Il rischio è che si rafforzi la polarizzazione tra chi ha lavori ben pagati e chi farà lavori meno retribuiti e più pesanti. Come ha rilevato uno studio condotto nel 2020 dal docente di economia politica della Bocconi insieme a Martial Foucault, di Sciences Po (Parigi), le fasce meno istruite del mercato del lavoro hanno pagato un prezzo molto più alto durante il lockdown. «Il divide tra laureati e non laureati – spiega Galasso – è cresciuto moltissimo durante la pandemia, in tutti i Paesi presi in considerazione dal nostro studio».
Smart working
Il coronavirus ha costretto la maggior parte delle aziende e dei lavoratori a misurarsi con lo smart working. Per molti lavoratori si tratta di una soluzione temporanea ed è probabile che, una volta superata l’emergenza, rientreranno in ufficio. Tuttavia alcune aziende iniziano a vedere il lavoro agile come un cambiamento strutturale, almeno per una parte dei loro dipendenti.

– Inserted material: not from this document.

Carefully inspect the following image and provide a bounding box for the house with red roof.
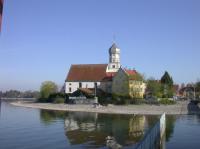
[112,68,146,98]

«Questo in una prospettiva futura potrebbe ampliare il mercato del lavoro, perché a quel punto non sarà più indispensabile assumere una persona che vive dove ha sede l’azienda o nelle immediate vicinanze», sottolinea Vincenzo Galasso. Le grandi imprese di informatica lo fanno già e col tempo questa prassi potrebbe diffondersi anche per altre tipologie di lavoro.
Il vantaggio potrebbe essere quello di riuscire a frenare la cosiddetta fuga dei cervelli come nel caso del South working, ovvero lo smart working dal Mezzogiorno per le aziende del Centro-Nord.
La dualizzazione del mercato del lavoro
Nel mercato del lavoro la pandemia ha acuito la frattura tra insider e outsider. «Lavorando in smart working chi aveva già un network ben delineato è stato avvantaggiato. Se io sono una persona giovane che non ha molti contatti o sono una start up che sta cercando di sviluppare un’idea è chiaro che sono tagliato fuori», spiega il professor Galasso.
In questa polarizzazione gli outsider tendono a corrispondere a persone giovani, di sesso femminile e con contratti di lavoro atipici, mentre gli insider sono spesso uomini, adulti e con situazioni contrattuali stabili. «Chi è entrato nel mercato del lavoro durante la pandemia – aggiunge – soffrirà anche in futuro della mancanza di questi contatti e questo vale anche per la nascita di nuove imprese. In questo i giovani sono stati molto penalizzati».